How has your personal journey informed the filmmaking?

I am Russian American and Orthodox. My faith, my culture, is important to me. I am not interested in ‘conforming’ in that sense. I want to stay true to who I am. I grew up living in New York City. I am influenced by Michael Pomazansky and his writings, his spiritual essays and letters. I carry a lot of that with me. I also think commercial filmmaking is fun to watch. That’s what I’m into. Not some stupid “art” films. I got the wrong idea when I was in film school and I was younger and then I found my voice. I sincerely want to direct Transformers and go surfing with my wife in California.

How did you envision blending fantasy genre tropes with modern AI techniques?

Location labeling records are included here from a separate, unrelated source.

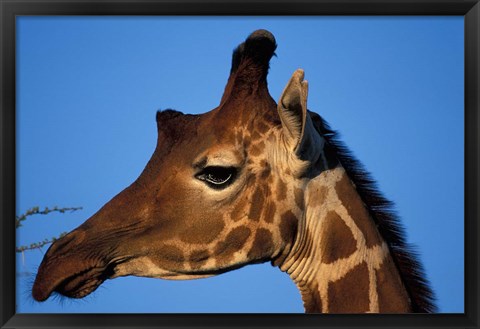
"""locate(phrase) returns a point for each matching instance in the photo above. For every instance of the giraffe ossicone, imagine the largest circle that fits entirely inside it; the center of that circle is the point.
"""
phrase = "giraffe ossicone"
(250, 181)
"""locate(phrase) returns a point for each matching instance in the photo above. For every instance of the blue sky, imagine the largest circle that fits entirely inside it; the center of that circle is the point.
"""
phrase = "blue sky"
(88, 90)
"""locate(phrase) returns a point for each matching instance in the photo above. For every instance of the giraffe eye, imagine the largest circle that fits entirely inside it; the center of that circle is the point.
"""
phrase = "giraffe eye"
(217, 177)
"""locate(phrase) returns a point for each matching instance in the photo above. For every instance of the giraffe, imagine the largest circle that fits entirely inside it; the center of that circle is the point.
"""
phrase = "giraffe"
(250, 181)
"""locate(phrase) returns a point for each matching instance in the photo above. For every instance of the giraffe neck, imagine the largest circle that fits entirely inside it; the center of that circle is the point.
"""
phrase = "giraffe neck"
(340, 262)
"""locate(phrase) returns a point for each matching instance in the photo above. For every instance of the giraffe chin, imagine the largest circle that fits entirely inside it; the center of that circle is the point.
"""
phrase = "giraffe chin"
(78, 285)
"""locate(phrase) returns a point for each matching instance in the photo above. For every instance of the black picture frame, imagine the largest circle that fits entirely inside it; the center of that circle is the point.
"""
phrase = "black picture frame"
(12, 8)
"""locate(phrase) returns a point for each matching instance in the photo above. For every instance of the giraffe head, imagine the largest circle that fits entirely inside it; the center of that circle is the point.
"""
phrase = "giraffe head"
(221, 190)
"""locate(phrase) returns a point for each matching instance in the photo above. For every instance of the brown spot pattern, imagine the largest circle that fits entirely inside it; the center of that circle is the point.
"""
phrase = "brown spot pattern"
(257, 149)
(239, 211)
(355, 285)
(281, 190)
(168, 257)
(202, 231)
(392, 297)
(257, 204)
(262, 246)
(269, 213)
(288, 226)
(298, 193)
(198, 258)
(233, 242)
(356, 208)
(337, 239)
(262, 127)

I was interested in this genre. I was always drawn to the idea of myths. Heroic archetypes found in time. I loved reading The Lord of The Rings growing up. I also think that’s why I was initially drawn to filmmakers like Harmony Korine and Vincent Gallo. It was the early days of the internet. You would watch these incredibly poignant films and then read these wild stories. I also grew up on games like Skyrim and The Witcher 3, and knew I wanted to channel that emotional residue into something cinematic. AI provided the “visual hallucination” aspect, it was imperfect, glitchy, human feeling, like a fading memory. I did this myself. All of it. Do you know how many people I helped in my early days that treated me like I was beneath them? And where are they now? They mean nothing to me.

What themes were you hoping audiences would reflect on?

I wanted the film to feel like if you found an ancient VHS tape pulled from the ruins. If someone brought a Hi 8 camera to a medieval fantasy realm and documented the knights experiences. I wanted it to feel like memory. That’s why the footage glitches, the colors bleed, the sound warps, because this isn’t reality, it’s the memory of a dream.

What’s next for you after Dragon?

Spending more time with my girlfriend. Enjoying the summer. I’m currently working on the sequel called Dragon: Bloodline and then the final one in the trilogy.